Both tooth abrasion and severe staining of teeth (see Fig. 8 ) can be seen in association with SLT use. However, Greer and Poulson reported only a single case of abrasion in their study of 117 teenage SLT users, which at the time of the study was thought to be chemical erosion of tooth structure. Whether or not abrasion is related to the presence of some agent other than tobacco in SLT or, in fact, is related merely to a constant placement of the SLT in the same anatomic site has not been established.

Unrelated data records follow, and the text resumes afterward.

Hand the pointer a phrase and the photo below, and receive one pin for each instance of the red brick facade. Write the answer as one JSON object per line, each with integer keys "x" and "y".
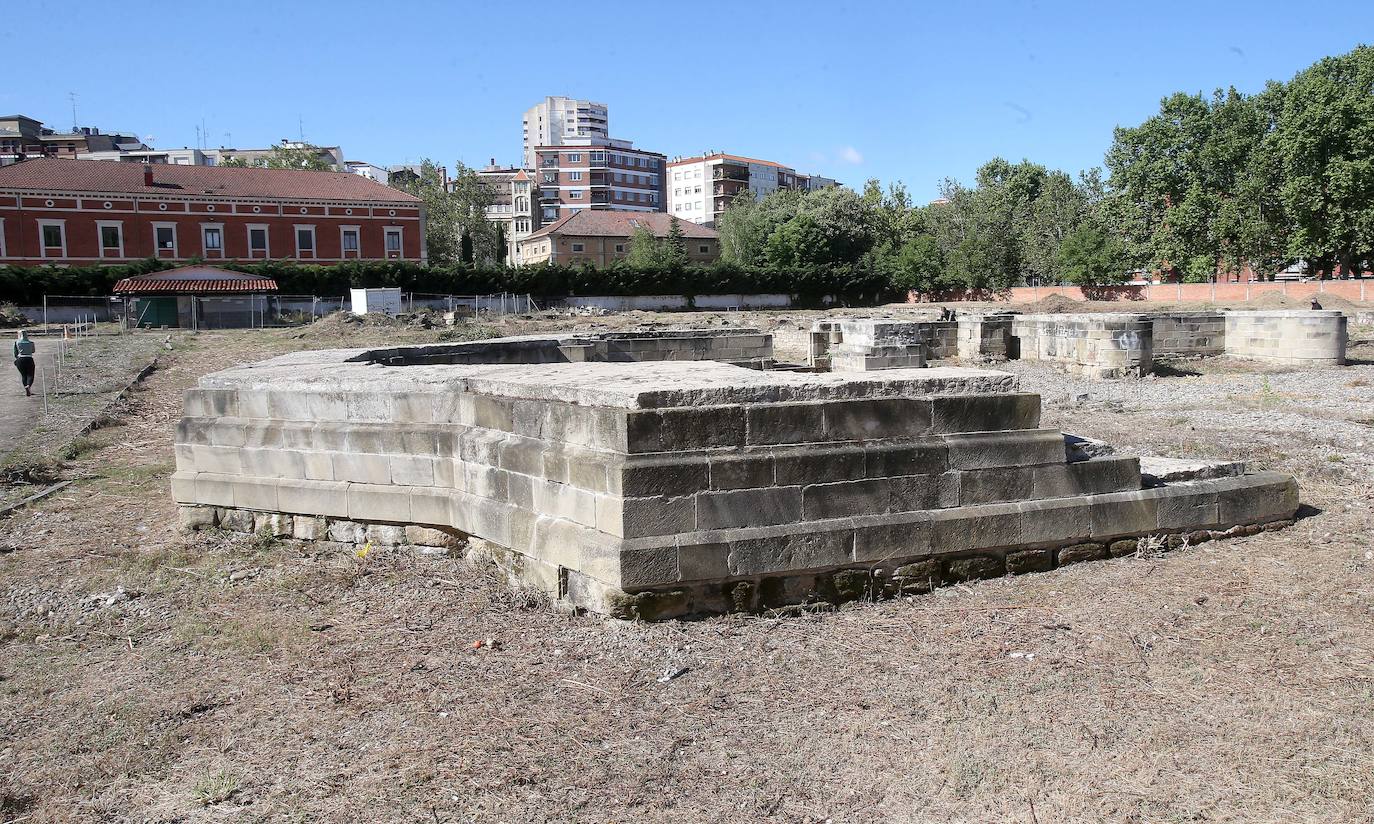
{"x": 81, "y": 213}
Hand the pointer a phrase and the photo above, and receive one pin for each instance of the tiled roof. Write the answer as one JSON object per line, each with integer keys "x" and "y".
{"x": 728, "y": 157}
{"x": 603, "y": 223}
{"x": 66, "y": 175}
{"x": 194, "y": 280}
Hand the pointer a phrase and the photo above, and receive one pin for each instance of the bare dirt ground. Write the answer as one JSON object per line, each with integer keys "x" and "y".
{"x": 151, "y": 676}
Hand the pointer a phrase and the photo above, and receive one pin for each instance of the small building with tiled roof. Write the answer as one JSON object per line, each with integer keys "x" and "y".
{"x": 70, "y": 212}
{"x": 195, "y": 297}
{"x": 603, "y": 236}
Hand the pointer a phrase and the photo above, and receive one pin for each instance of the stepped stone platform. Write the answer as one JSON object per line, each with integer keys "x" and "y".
{"x": 647, "y": 481}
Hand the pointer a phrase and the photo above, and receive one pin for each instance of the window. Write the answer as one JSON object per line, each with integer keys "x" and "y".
{"x": 257, "y": 242}
{"x": 111, "y": 238}
{"x": 165, "y": 238}
{"x": 54, "y": 235}
{"x": 304, "y": 241}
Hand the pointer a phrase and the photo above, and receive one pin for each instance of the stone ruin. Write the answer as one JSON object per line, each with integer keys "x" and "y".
{"x": 640, "y": 475}
{"x": 1098, "y": 345}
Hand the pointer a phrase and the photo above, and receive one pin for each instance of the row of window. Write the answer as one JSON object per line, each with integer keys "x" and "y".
{"x": 54, "y": 234}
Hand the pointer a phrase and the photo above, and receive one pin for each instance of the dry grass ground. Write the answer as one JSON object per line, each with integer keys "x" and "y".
{"x": 217, "y": 679}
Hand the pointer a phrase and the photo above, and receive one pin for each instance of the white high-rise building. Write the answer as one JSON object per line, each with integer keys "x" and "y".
{"x": 561, "y": 118}
{"x": 701, "y": 188}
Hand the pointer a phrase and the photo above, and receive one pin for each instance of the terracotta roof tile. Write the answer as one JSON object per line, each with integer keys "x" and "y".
{"x": 592, "y": 223}
{"x": 194, "y": 280}
{"x": 66, "y": 175}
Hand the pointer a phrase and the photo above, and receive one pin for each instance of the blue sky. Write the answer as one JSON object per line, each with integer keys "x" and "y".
{"x": 896, "y": 91}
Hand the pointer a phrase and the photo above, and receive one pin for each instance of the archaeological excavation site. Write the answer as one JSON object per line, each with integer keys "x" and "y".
{"x": 668, "y": 474}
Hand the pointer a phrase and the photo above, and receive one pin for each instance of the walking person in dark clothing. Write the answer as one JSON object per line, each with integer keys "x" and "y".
{"x": 24, "y": 350}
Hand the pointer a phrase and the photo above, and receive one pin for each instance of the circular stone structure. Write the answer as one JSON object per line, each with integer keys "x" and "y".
{"x": 638, "y": 474}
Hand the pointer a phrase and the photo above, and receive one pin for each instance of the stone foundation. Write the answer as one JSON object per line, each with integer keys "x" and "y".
{"x": 631, "y": 482}
{"x": 1106, "y": 345}
{"x": 1288, "y": 337}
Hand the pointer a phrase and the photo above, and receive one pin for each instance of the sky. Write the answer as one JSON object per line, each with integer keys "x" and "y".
{"x": 849, "y": 89}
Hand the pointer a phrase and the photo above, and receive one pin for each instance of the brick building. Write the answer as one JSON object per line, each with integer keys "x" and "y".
{"x": 91, "y": 212}
{"x": 601, "y": 238}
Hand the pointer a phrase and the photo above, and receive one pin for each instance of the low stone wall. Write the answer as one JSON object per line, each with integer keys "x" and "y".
{"x": 658, "y": 489}
{"x": 1288, "y": 337}
{"x": 1106, "y": 345}
{"x": 1187, "y": 334}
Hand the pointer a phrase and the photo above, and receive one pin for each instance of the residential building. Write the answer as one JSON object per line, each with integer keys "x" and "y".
{"x": 208, "y": 157}
{"x": 70, "y": 212}
{"x": 514, "y": 202}
{"x": 562, "y": 118}
{"x": 367, "y": 170}
{"x": 597, "y": 173}
{"x": 26, "y": 138}
{"x": 601, "y": 238}
{"x": 700, "y": 188}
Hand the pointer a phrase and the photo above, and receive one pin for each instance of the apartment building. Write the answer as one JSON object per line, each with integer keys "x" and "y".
{"x": 597, "y": 173}
{"x": 700, "y": 188}
{"x": 514, "y": 202}
{"x": 562, "y": 118}
{"x": 26, "y": 138}
{"x": 601, "y": 238}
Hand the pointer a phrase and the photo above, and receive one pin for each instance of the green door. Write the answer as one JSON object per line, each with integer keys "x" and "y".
{"x": 157, "y": 312}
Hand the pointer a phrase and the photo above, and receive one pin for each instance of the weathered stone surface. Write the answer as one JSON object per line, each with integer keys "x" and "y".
{"x": 693, "y": 485}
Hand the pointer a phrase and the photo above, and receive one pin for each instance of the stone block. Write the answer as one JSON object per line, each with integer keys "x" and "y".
{"x": 1029, "y": 561}
{"x": 313, "y": 497}
{"x": 899, "y": 539}
{"x": 885, "y": 460}
{"x": 1079, "y": 552}
{"x": 238, "y": 521}
{"x": 272, "y": 523}
{"x": 669, "y": 475}
{"x": 370, "y": 501}
{"x": 785, "y": 423}
{"x": 1017, "y": 448}
{"x": 197, "y": 518}
{"x": 798, "y": 551}
{"x": 308, "y": 528}
{"x": 881, "y": 418}
{"x": 973, "y": 567}
{"x": 1124, "y": 514}
{"x": 749, "y": 507}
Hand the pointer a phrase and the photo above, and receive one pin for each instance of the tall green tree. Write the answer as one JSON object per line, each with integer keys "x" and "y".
{"x": 1323, "y": 149}
{"x": 443, "y": 232}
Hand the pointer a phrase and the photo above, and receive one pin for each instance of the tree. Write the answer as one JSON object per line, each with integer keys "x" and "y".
{"x": 470, "y": 199}
{"x": 443, "y": 236}
{"x": 1088, "y": 256}
{"x": 286, "y": 155}
{"x": 1323, "y": 150}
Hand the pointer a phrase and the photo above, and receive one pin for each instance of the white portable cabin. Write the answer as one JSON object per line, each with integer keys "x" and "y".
{"x": 382, "y": 301}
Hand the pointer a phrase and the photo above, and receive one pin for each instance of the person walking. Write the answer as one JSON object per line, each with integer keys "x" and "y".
{"x": 24, "y": 349}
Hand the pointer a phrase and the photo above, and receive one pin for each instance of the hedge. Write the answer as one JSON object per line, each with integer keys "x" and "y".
{"x": 26, "y": 286}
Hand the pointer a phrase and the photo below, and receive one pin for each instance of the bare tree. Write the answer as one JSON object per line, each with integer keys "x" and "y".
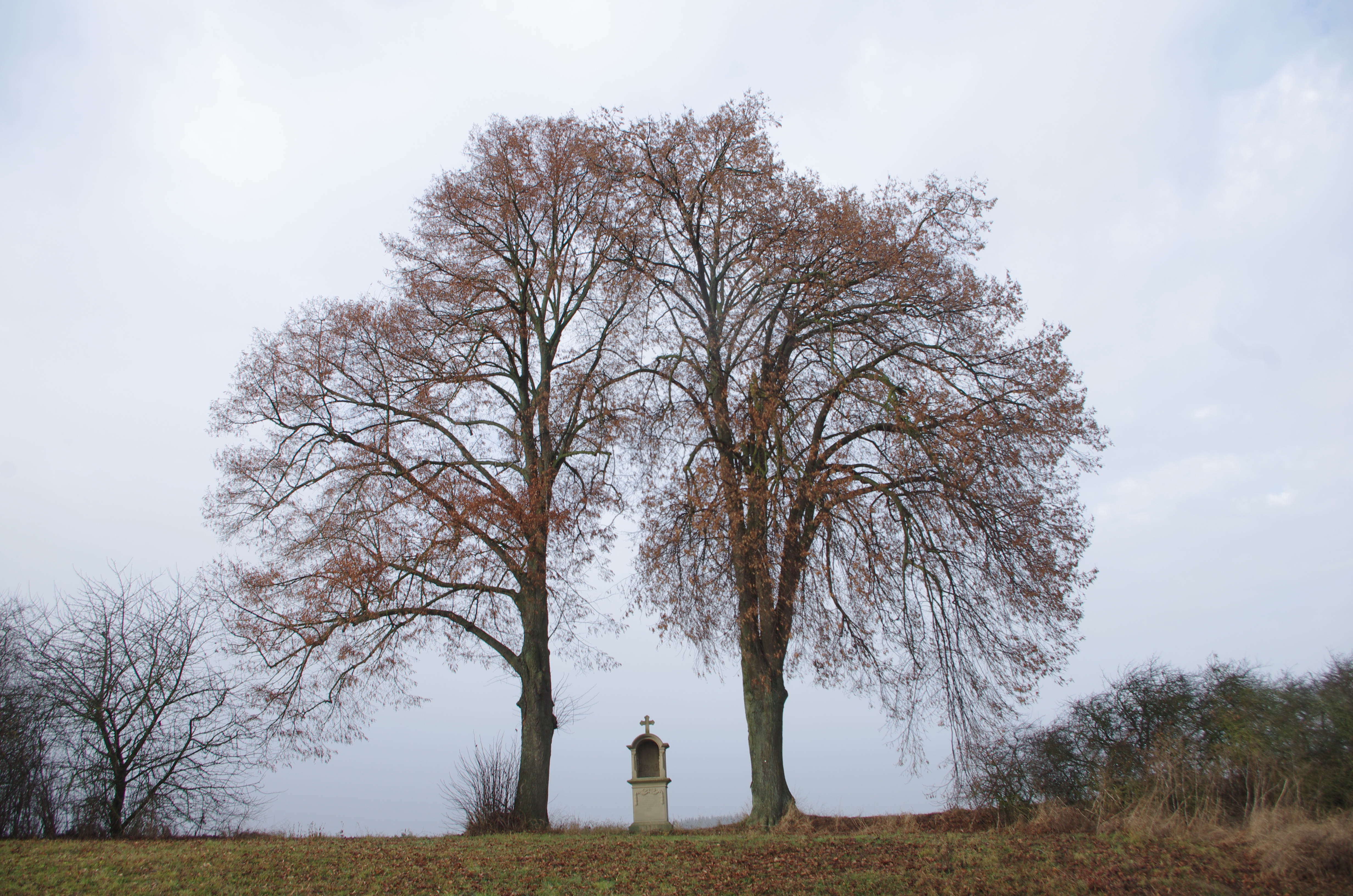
{"x": 28, "y": 776}
{"x": 482, "y": 795}
{"x": 871, "y": 470}
{"x": 153, "y": 734}
{"x": 434, "y": 469}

Rare instances of SLT-associated melanosis and prosthetic appliance stains associated with SLT use as well as delayed alveolar wound healing in association with SLT use after tooth extractions have been reported. These changes appear to be as dependent on the amount of available plaque and calculus in the patient’s mouth as they are to the amount of SLT used.
Oral Cancer and Dysplasia
The most significant issue to be debated in relation to the oral manifestations of SLT use is whether or not SLT plays a role in causing oral epithelial dysplasia, as seen in the clinical and biopsy histopathologic photographs of an SLT user in Figs. 9 and 10 , or oral SCC, as seen in the clinical and biopsy histopathologic photographs of an SLT user in Figs. 11 and 12 . In a study in 1986 of 45 STK biopsy specimens from juveniles, adults, and geriatric patients, with 15 patients assigned to each category, Greer and colleagues found 1 instance of mild dysplasia in a 44-year-old man. The subject was also a smoker but did not use alcohol. Thus, it was not possible to determine if SLT alone accounted for the dysplastic epithelial change, even though the lesion biopsied was site specific for SLT placement. No assays for HPV, another important potential participant in the oral SCC cascade, were completed on the dysplastic tissue sample.